Kelima, bagian negara. Bagian negara dalam konteks ini meliputi lifting yang merupakan hak negara dari total lifting minyak bumi dan/atau gas bumi berdasarkan KKS. Keenam, data lainnya yang terkait dengan kegiatan usaha wajib pajak.
PER-11/PJ/2025 pun telah memberikan contoh format laporan penerimaan negara dari kegiatan usaha hulu migas beserta tata cara pengisiannya. Contoh format dan tata cara pengisian tersebut dapat dilihat dalam lampiran huruf C PER-11/PJ/2025.
Pengaturan format dan tata cara pengisian tersebut memperjelas ketentuan PMK 81/2024. Sebelumnya, PMK 81/2024 menyesuaikan ketentuan seputar pelaporan penerimaan negara dari kegiatan usaha hulu migas yang sebeleumnya diatur dalam PMK 79/2012.
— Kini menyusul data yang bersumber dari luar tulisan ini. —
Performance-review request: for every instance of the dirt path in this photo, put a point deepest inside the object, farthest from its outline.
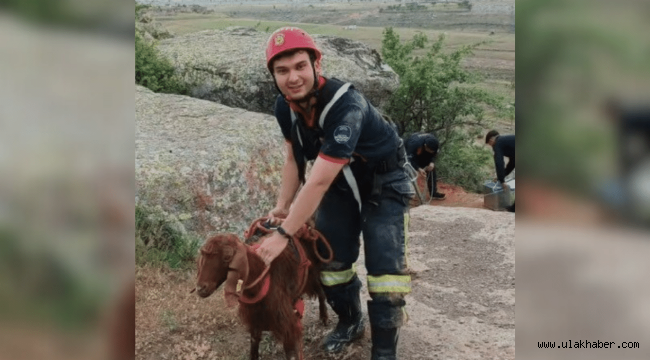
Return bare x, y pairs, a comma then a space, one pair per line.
461, 307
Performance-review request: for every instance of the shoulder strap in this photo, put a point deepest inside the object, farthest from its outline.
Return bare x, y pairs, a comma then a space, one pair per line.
342, 90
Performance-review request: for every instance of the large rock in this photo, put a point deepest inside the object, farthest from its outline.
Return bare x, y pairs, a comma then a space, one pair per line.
213, 167
228, 67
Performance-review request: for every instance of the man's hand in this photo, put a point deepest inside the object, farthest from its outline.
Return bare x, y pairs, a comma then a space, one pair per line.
277, 215
505, 187
272, 247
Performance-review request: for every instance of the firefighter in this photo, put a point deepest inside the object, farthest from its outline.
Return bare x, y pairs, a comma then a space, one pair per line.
357, 185
504, 147
421, 150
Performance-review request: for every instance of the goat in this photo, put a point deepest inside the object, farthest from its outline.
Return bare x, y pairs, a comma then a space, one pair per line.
268, 303
308, 238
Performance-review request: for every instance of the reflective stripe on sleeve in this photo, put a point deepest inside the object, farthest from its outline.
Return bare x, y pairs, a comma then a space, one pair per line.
389, 284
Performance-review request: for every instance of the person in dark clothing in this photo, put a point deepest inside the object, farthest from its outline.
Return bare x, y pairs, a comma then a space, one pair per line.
421, 150
358, 185
503, 146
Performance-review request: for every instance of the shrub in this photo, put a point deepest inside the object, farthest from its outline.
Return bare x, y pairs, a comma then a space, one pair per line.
161, 240
153, 71
437, 95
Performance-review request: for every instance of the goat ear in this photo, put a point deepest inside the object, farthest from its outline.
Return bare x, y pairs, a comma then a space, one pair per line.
239, 266
230, 288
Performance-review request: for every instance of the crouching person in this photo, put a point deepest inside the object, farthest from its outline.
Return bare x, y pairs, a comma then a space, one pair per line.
357, 186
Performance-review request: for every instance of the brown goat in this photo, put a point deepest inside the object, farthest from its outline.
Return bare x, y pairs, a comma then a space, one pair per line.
308, 238
224, 258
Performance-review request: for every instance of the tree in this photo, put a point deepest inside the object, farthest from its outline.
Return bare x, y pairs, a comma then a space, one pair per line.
436, 95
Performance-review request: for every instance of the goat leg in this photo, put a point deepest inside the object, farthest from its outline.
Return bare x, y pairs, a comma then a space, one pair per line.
256, 338
293, 349
322, 307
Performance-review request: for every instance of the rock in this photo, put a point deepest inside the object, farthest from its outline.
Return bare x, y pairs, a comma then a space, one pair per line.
218, 165
228, 66
153, 30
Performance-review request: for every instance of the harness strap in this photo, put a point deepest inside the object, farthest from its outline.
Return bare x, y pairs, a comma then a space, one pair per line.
349, 177
329, 105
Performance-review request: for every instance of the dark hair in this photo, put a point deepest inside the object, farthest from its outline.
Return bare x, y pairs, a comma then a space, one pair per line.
432, 143
490, 135
312, 56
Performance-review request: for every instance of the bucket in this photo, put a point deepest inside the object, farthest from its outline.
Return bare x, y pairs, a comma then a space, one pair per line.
495, 198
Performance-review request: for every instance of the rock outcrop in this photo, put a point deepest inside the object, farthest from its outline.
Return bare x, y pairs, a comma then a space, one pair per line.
228, 66
215, 168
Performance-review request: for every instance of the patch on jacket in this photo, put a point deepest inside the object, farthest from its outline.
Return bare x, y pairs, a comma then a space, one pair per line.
342, 134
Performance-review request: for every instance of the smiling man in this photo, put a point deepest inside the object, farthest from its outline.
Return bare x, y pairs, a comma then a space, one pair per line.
357, 184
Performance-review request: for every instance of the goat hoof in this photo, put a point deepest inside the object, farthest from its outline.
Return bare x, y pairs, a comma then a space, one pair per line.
343, 335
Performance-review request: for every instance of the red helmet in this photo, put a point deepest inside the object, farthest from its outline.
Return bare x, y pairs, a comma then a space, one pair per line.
289, 38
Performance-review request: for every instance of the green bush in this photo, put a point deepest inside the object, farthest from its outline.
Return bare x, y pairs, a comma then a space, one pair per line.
153, 71
160, 240
464, 163
437, 95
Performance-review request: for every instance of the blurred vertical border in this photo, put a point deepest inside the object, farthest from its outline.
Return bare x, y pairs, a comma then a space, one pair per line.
66, 179
583, 115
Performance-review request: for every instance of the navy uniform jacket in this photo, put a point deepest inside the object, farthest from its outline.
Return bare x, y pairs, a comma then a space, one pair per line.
504, 146
353, 128
416, 141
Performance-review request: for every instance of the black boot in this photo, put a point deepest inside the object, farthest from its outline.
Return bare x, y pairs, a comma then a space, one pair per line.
386, 318
344, 300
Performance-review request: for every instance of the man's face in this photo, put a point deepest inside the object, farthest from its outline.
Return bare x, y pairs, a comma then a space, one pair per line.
294, 74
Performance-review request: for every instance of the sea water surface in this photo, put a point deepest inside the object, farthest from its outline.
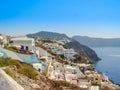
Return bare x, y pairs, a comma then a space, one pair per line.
110, 63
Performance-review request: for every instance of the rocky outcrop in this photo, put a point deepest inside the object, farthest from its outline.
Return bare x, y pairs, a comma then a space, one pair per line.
7, 83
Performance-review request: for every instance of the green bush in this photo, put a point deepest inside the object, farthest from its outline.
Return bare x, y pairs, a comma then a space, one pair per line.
22, 67
66, 84
9, 72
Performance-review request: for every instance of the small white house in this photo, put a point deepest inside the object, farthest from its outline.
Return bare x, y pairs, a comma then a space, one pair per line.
24, 43
3, 39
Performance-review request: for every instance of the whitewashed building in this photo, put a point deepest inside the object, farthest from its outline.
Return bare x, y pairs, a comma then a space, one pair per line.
24, 43
3, 40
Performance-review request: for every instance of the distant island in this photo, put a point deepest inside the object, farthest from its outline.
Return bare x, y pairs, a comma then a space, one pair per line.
97, 42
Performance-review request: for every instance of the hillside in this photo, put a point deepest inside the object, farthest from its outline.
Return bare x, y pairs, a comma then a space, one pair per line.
97, 42
83, 50
27, 77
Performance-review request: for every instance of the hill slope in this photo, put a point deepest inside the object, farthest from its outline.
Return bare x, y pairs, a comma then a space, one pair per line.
97, 42
82, 49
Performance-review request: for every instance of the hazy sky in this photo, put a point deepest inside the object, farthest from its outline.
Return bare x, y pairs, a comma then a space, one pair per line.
96, 18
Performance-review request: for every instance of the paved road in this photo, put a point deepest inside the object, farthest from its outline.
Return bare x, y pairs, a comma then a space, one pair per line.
10, 54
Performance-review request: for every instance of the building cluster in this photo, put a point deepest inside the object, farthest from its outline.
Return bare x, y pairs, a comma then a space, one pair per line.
60, 50
77, 74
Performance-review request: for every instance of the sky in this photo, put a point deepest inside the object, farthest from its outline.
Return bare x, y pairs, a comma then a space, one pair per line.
95, 18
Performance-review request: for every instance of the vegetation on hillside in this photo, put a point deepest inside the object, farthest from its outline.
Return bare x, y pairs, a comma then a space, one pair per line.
22, 67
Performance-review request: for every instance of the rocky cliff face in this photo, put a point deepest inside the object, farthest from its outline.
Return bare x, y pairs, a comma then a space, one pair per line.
88, 53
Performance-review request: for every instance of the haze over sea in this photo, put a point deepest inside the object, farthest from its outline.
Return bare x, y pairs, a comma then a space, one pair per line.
110, 63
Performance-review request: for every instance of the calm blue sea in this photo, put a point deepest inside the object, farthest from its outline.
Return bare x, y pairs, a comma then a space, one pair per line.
110, 63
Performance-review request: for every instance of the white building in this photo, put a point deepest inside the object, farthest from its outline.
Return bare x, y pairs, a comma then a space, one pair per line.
24, 43
3, 39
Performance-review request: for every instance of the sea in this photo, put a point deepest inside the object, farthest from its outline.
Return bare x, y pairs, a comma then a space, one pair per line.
110, 63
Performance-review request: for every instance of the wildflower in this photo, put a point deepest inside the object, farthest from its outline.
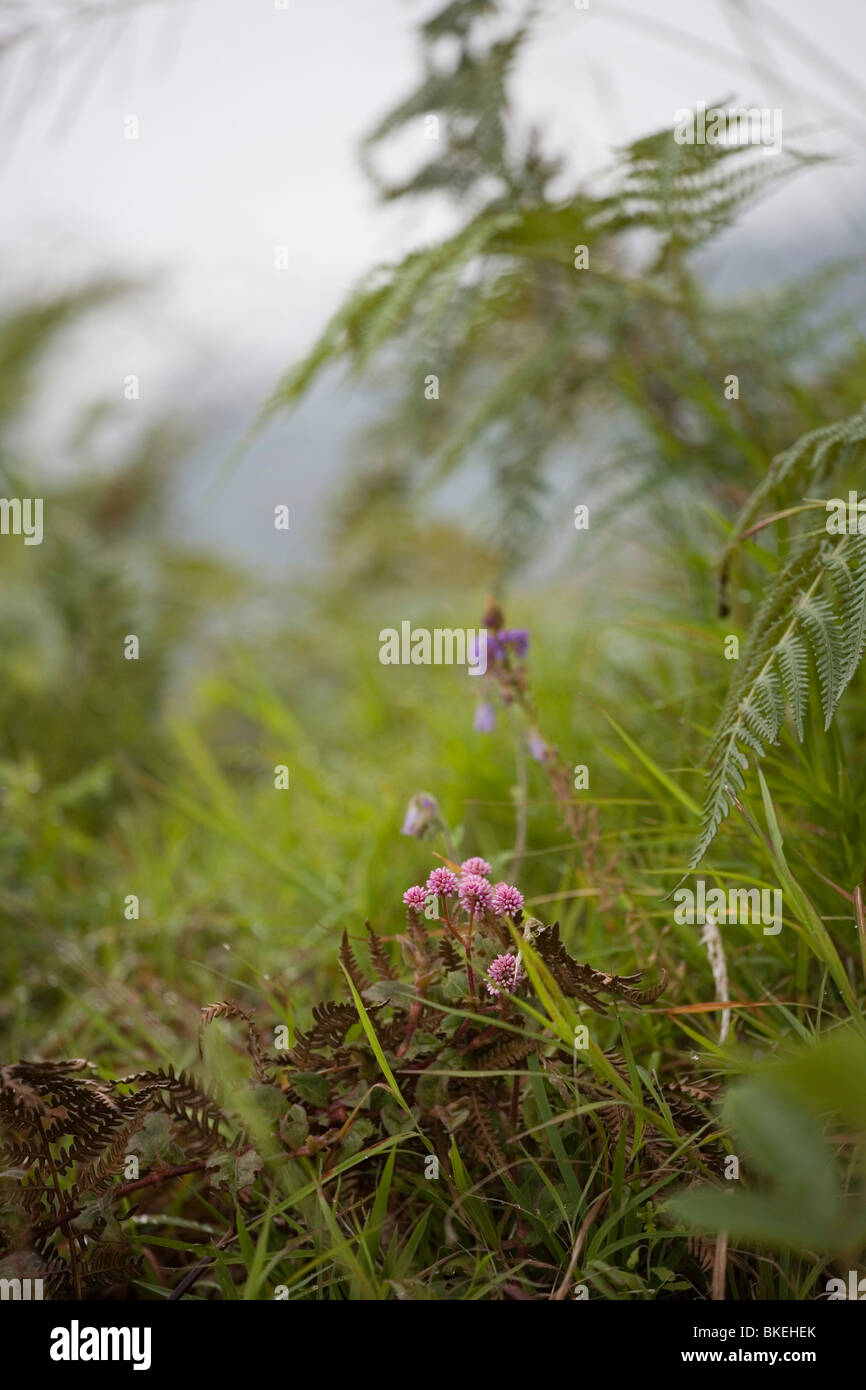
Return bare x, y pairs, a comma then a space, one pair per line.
414, 897
476, 893
505, 973
506, 898
485, 717
441, 883
516, 637
478, 866
421, 816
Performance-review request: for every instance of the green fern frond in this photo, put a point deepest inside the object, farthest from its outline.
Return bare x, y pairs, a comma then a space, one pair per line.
797, 630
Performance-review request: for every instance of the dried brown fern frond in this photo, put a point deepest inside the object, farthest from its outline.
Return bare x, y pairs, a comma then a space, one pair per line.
378, 957
584, 983
228, 1009
350, 965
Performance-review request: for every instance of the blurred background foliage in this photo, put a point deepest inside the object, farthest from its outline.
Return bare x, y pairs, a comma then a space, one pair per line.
556, 387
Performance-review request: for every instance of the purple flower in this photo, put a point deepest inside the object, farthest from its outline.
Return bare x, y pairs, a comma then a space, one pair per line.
537, 745
506, 900
421, 815
505, 973
442, 883
485, 717
478, 866
516, 637
476, 893
414, 897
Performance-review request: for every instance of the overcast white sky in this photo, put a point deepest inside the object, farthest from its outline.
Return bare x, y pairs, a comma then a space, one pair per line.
250, 117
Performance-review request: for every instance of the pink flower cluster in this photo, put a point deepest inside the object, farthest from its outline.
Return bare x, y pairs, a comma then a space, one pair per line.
505, 973
473, 890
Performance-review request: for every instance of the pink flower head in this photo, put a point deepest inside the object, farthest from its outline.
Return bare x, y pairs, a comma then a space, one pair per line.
442, 883
477, 866
476, 893
505, 973
506, 898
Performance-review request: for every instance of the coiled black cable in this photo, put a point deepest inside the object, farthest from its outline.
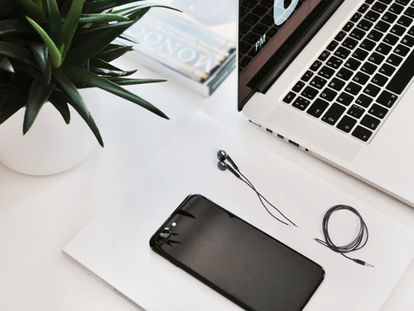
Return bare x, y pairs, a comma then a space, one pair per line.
359, 242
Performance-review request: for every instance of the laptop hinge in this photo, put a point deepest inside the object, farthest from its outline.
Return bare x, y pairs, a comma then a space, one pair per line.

Merujuk Pasal 262 PMK 81/2024, kontraktor yang bertindak sebagai operator maupun partner harus menyampaikan laporan penerimaan negara dari kegiatan usaha hulu migas secara bulanan. Laporan penerimaan negara tersebut harus disampaikan paling lambat tanggal 20 bulan berikutnya.
PMK 81/2024 menegaskan laporan penerimaan negara tersebut berfungsi sebagai SPT Masa Pajak Penghasilan (PPh). Untuk itu, kontraktor yang tidak atau terlambat menyampaikan laporan penerimaan negara akan dikenai sanksi sesuai dengan ketentuan UU KUP. (dik)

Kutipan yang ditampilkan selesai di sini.